Stan Lohman (Richard Gere), a popular congressman running for governor, gets a spontaneous booking for the restaurant, with its overbearing maître d’ (Michael Chernus) – who over explains every dish to the point of claiming he knows the name of the cow who produced the dairy. His estranged brother, Paul (Steve Coogan), is the reluctant guest, encouraged to attend by his seemingly charming and supportive wife, Claire (Laura Linney).
Rebecca Hall plays Stan’s new wife, Katelyn, the seemingly hard done by, try hard successor to Barbara – the first Mrs Lohman played by Chloë Sevigny – who we come to know through the sporadic flashbacks that piece the characters together, and reveal the abhorrent crime committed by the sons of both couples.
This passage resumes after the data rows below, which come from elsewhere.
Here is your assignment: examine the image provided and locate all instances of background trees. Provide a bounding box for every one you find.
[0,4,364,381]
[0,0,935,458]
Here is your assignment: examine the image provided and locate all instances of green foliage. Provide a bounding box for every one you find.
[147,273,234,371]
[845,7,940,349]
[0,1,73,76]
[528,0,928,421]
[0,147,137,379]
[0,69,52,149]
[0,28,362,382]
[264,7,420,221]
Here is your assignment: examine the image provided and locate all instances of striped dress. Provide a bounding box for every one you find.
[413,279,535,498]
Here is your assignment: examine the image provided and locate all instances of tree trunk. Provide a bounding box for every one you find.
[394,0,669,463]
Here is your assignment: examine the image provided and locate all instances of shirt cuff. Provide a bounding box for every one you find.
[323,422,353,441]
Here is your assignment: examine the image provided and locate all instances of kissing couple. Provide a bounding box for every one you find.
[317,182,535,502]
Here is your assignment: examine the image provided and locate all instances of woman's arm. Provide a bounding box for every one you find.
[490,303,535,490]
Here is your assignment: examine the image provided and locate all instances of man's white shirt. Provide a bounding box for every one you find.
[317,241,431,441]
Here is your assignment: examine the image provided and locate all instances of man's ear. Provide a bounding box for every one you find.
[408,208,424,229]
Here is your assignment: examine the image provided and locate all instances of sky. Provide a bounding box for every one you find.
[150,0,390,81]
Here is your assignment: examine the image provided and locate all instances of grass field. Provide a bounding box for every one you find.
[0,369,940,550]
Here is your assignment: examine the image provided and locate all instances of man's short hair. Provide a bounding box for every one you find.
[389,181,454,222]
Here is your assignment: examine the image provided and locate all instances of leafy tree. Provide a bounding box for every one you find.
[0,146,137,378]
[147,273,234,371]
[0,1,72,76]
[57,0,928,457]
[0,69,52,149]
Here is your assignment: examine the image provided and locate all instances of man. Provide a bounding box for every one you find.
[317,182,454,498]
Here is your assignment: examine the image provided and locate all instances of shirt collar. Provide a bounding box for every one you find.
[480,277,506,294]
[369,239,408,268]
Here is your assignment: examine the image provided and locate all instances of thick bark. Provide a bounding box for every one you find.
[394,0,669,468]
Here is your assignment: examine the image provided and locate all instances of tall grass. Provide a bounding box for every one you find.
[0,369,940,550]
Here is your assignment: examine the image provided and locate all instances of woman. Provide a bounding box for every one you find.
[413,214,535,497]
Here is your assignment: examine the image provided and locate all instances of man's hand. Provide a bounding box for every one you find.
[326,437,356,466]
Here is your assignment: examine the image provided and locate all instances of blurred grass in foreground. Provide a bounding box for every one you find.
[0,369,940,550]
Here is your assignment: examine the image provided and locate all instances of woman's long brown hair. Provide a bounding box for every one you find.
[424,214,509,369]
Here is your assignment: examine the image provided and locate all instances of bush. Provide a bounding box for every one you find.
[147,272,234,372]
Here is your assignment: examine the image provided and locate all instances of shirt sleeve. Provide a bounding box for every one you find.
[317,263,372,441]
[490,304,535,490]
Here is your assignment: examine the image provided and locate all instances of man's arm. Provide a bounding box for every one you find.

Paul Lohman is rarely given a voice by his family and in-laws, at least not one that is respected. Coogan’s character is the type often described as a ‘loose cannon’, simply because they’re direct with their opinions and their emotions. Apparently Paul has inherited some kind of mental illness, yet we soon come to learn that his dear wife is both controlling and deceitful, using this against him and leaving him in the dark while she colludes with their son to keep his ‘accident’ under wraps – ultimately, both mother and son disrespecting him in the process.
Meanwhile, Stan is considered, “elitist, self-serving… just like mother raised him,” by Paul, but as the story unfolds we see that Stan – who annoyingly has his assistant, Kamryn (Taylor Rae Almonte), hovering around the building all evening and updating him on the vote for his new bill on mental health provision – is willing to sacrifice his own goals to see that justice prevails and that their sons are forced to face the consequences of their actions – placing the moral good above all.
While the structure seems scattered and the ending abrupt, inconclusive (and sightly bizarre), The Dinner does manage to burrow beneath the surfaces of relationships, revealing that people are not always what they seem, or how others have presented them; and that all it takes is a threat to who they love and/or what they believe in to bring out the darkest or brightest sides of their character.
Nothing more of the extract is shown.